Come, you've watched the shows. You've a passing familiarity with TV. Most military based shows tend to focus on a small group of characters, even if the show is set on a base or ship with hundreds of people, whether not the shows writer/producers served is irrelevant to that. MASH, Hogan's Heroes and McHale's Navy did it. I'm willing to bet Combat and 12 O'Clock High did it too.
Yeah... how many MASH units in Korea really got by with just four surgeons? They did have a couple of other recurring surgeons in the first season, but they got phased out.
And you can see the same thing with detective shows. In real life, a homicide in a major city will be investigated by a whole team of detectives, and there will be different detectives assigned to different cases.
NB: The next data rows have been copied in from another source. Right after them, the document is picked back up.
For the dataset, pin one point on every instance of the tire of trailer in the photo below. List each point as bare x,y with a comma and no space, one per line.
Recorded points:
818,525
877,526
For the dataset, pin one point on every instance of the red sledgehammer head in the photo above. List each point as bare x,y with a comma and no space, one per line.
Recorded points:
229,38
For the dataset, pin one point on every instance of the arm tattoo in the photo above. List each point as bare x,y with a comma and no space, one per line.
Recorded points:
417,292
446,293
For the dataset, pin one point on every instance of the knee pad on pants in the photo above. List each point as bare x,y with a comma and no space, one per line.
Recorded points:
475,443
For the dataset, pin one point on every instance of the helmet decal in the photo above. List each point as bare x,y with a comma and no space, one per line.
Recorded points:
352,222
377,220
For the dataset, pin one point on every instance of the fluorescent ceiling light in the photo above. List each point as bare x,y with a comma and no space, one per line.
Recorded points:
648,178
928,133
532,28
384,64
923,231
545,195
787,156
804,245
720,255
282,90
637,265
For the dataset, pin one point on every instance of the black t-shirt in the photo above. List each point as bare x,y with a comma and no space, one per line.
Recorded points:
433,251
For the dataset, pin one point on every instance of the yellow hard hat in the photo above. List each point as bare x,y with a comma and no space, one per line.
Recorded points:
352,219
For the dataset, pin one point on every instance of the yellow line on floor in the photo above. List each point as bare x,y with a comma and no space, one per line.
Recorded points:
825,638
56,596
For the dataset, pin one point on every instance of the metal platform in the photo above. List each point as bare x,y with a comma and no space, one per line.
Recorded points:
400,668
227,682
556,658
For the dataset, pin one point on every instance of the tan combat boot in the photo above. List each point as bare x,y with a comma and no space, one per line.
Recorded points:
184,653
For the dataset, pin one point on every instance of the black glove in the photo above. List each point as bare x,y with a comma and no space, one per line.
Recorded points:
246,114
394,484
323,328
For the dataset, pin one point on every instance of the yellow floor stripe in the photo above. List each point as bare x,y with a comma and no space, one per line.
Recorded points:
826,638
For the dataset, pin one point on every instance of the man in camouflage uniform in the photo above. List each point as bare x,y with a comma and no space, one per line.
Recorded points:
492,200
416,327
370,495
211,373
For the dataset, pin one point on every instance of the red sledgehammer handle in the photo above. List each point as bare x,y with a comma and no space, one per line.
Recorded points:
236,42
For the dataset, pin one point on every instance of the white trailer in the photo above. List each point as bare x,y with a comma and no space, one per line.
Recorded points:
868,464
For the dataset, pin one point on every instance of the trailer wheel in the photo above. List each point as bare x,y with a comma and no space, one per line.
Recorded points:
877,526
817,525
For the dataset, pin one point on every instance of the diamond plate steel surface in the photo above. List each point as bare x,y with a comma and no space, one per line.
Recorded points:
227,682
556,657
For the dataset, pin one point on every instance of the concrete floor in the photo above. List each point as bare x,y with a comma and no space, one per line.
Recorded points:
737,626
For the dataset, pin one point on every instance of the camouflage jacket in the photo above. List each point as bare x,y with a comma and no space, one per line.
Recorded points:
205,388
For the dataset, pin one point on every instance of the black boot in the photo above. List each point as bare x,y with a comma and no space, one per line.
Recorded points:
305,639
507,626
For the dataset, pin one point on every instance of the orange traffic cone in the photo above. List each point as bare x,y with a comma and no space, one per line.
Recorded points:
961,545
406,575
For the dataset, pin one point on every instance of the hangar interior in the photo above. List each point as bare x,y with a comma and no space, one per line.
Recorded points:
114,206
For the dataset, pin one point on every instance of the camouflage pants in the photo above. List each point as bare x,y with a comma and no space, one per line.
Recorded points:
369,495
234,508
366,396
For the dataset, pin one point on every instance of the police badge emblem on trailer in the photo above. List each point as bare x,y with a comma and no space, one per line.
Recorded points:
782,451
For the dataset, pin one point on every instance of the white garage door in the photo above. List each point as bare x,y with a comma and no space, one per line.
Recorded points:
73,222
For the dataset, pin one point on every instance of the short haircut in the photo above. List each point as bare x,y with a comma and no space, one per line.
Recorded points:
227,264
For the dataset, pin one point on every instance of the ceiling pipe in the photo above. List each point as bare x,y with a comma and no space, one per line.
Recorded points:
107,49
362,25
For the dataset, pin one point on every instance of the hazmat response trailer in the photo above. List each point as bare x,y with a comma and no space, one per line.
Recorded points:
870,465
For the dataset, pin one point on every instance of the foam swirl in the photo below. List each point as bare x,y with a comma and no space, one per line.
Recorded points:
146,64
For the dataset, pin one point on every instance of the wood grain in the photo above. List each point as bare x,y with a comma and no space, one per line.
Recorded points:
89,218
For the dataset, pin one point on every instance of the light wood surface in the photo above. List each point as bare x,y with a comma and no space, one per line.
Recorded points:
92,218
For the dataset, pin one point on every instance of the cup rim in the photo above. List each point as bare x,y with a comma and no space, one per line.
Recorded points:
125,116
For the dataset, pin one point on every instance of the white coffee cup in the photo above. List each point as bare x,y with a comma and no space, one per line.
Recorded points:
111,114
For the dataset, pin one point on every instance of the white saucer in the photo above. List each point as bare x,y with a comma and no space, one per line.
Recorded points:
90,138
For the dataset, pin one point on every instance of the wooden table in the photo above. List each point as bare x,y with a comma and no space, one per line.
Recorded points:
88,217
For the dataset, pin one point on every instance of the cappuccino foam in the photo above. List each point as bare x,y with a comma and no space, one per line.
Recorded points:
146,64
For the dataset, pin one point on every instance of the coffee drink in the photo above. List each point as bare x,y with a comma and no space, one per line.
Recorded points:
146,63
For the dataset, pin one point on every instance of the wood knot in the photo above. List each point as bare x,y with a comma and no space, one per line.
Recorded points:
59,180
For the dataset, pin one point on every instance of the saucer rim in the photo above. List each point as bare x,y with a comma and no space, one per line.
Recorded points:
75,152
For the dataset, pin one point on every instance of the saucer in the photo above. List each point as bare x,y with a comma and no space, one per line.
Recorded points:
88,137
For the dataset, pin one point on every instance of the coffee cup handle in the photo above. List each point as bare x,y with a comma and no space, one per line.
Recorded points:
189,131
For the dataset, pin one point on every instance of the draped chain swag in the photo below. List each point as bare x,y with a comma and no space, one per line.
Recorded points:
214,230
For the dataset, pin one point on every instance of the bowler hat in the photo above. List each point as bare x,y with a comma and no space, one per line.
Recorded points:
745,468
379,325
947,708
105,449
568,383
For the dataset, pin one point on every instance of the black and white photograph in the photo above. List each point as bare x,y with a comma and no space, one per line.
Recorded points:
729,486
But in TV, usually you just have two to four cops investigating every murder that happens in the precinct. In
Law and Order, you had the same two prosecutors always trying cases that were investigated by the same two detectives from the same precinct, rather than from all over the city. (And most likely an assistant DA in real life would have a much larger staff than just one assistant.)
Then there are all those shows that have one supporting cop character in the ensemble, and that cop is always coincidentally the one who's called in to investigate any plot-relevant crime. I see that contrivance so often (for instance, in
Charmed, Birds of Prey, and the 2007
Flash Gordon) that I'm surprised TV Tropes doesn't seem to have an "Only Cop in Town" page (unless it's under some title I can't figure out).
Even on
The West Wing, President Bartlet's senior staff was much smaller than the real thing would be, with the communications department consisting of two speechwriters and their secretaries, and with those speechwriters, the chief and assistant chief of staff, and the press secretary pretty much being the president's entire circle of advisors except on those rare occasions where a cabinet member or joint chief showed up.
And then there's
Mission: Impossible, which started out with the intent of being about one lead agent who assembled various different specialists and impersonators as needed for each specific mission, but ended up being about the same five (later four) people doing every single mission with only occasional help from guest experts.
It's just the nature of series TV that a show focuses on an unnaturally small and insular group of regulars, both because it would be too expensive to hire more people and because you want to focus on the characters the audience knows and identifies with.